And indeed, we don't consume the pending data so we don't even see if the server responds. I'm digging.

@wtarreau wtarreau added status: reviewed This issue was reviewed. A fix is required. and removed status: feedback required The developers are waiting for a reply from the reporter. labels Aug 6, 2019
@wtarreau
Copy link
Member

wtarreau commented Aug 6, 2019

So it's in the case where the server doesn't respond fast enough that it fails, if it presents the banner immediately it's OK with the patch:

16:20:37.452494 read(6, "HELO localhost\r\n", 8192) = 16
16:20:37.452529 read(0, "250 HELO\n", 8192) = 9
16:20:37.452548 write(1, "HELO localhost\r\n", 16HELO localhost
) = 16
16:20:37.452567 write(6, "250 HELO\n", 9) = 9
16:20:37.452596 select(16, [0 6], NULL, NULL, NULL) = 1 (in [0])
16:20:37.452622 read(0, "", 8192)       = 0
16:20:37.452642 close(0)                = 0
16:20:37.452663 select(16, [6], NULL, NULL, NULL) = 1 (in [6])
16:20:37.452785 read(6, "", 8192)       = 0
16:20:37.452804 close(6)                = 0

Are you sure your postfix doesn't have a delayed banner ? Otherwise it would be useful to take a capture between haproxy and the postfix server.

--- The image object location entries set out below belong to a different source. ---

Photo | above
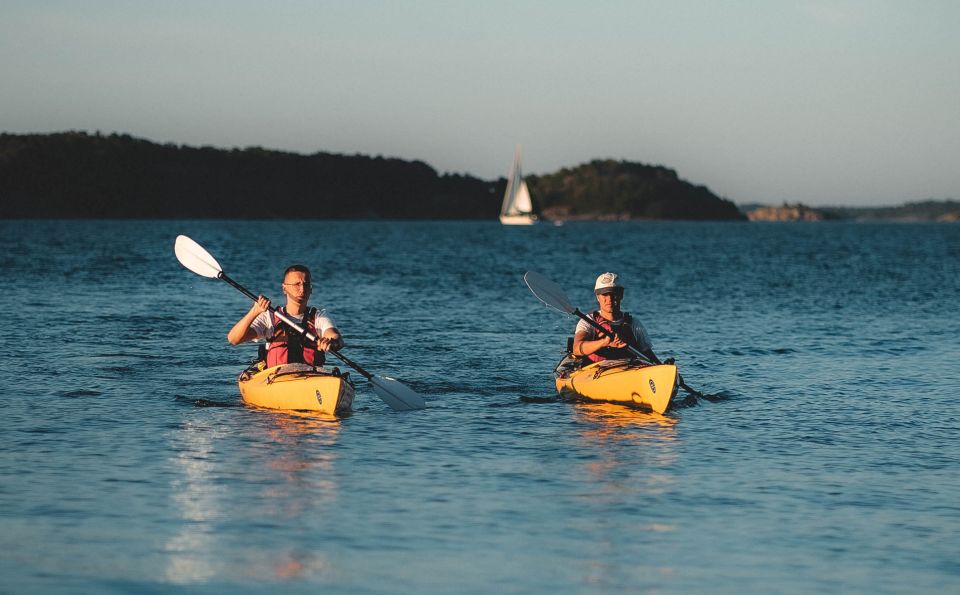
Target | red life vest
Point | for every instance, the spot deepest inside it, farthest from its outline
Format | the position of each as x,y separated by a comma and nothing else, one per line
623,328
286,346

I'm taking the patch above for 2.0.4 as it's needed anyway. This will eliminate some moving parts when you want to continue the troubleshooting.

haproxy-mirror pushed a commit that referenced this issue Aug 6, 2019
…speak

In SMTP, MySQL and PgSQL checks, we're supposed to finish with a message
to politely quit the server, otherwise some of them will log some errors.
This is the case with Postfix as reported in GH issue #187. Since commit
fe4abe6 ("BUG/MEDIUM: connections: Don't call shutdown() if we want to
disable linger.") we are a bit more aggressive on outgoing connection
closure and checks were not prepared for this.

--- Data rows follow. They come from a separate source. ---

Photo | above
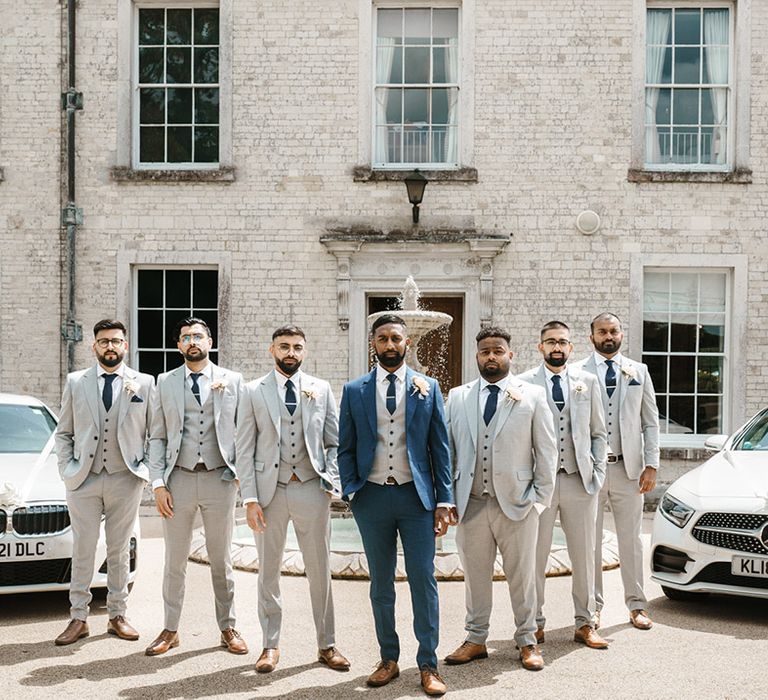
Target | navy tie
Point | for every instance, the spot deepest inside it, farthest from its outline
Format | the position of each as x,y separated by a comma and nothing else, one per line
491,403
106,394
557,392
196,386
290,397
610,378
391,393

This patch makes the 3 checks above disable the linger_risk for these
checks so that we close cleanly, with the side effect that it will leave
some TIME_WAIT connections behind (hence why it should not be generalized
to all checks). It's worth noting that in issue #187 it's mentioned that
this patch doesn't seem to be sufficient for Postfix, however based only
on local network activity this looks OK, so maybe this will need to be
improved later.

Given that the patch above was backported to 2.0 and 1.9, this one should
as well.
@wtarreau
Copy link
Member

wtarreau commented Aug 7, 2019

I'm marking this as fixed as it's in 2.0.4 now. I'd appreciate it if you could try again. I'm fine with tagging it bogus again if it's not enough in your tests.

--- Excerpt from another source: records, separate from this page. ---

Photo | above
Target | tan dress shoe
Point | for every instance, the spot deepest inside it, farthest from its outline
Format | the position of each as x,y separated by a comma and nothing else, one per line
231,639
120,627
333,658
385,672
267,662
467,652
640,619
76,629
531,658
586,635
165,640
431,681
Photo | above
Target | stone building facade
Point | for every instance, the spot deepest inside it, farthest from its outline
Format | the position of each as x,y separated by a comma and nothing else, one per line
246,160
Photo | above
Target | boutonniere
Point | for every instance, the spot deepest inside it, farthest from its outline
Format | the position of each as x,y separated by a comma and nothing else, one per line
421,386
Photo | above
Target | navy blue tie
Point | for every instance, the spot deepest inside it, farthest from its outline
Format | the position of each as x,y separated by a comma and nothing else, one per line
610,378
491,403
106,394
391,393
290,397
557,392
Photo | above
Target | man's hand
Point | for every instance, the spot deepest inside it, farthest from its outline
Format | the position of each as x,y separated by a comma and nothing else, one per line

@wtarreau wtarreau added status: fixed This issue is a now-fixed bug. and removed 1.9 This issue affects the HAProxy 1.9 stable branch. 2.0 This issue affects the HAProxy 2.0 stable branch. dev This issue affects the HAProxy development branch. status: reviewed This issue was reviewed. A fix is required. labels Aug 7, 2019
@amit777
Copy link
Author

amit777 commented Aug 8, 2019

Hi, sorry I am traveling and will have to look at it this weekend. We use postscreen in front of the main postfix smtp server process. Postscreen can indeed introduce a delay as described in this document: http://www.postfix.org/POSTSCREEN_README.html

@amit777
Copy link
Author

amit777 commented Aug 8, 2019

Is there a configuration option to be able to support the delayed response on the check? Postscreen must go through it’s checks which can take some time.

@wtarreau
Copy link
Member

wtarreau commented Aug 8, 2019

You can use two methods for this, either increase the "inter" argument of the server line, which defines both the check interval and the default check timeout, or use "timeout check" to forcefully increase the check timeout without changing the interval. But given that in your case the delay will be long for each check you'd rather just increase "inter".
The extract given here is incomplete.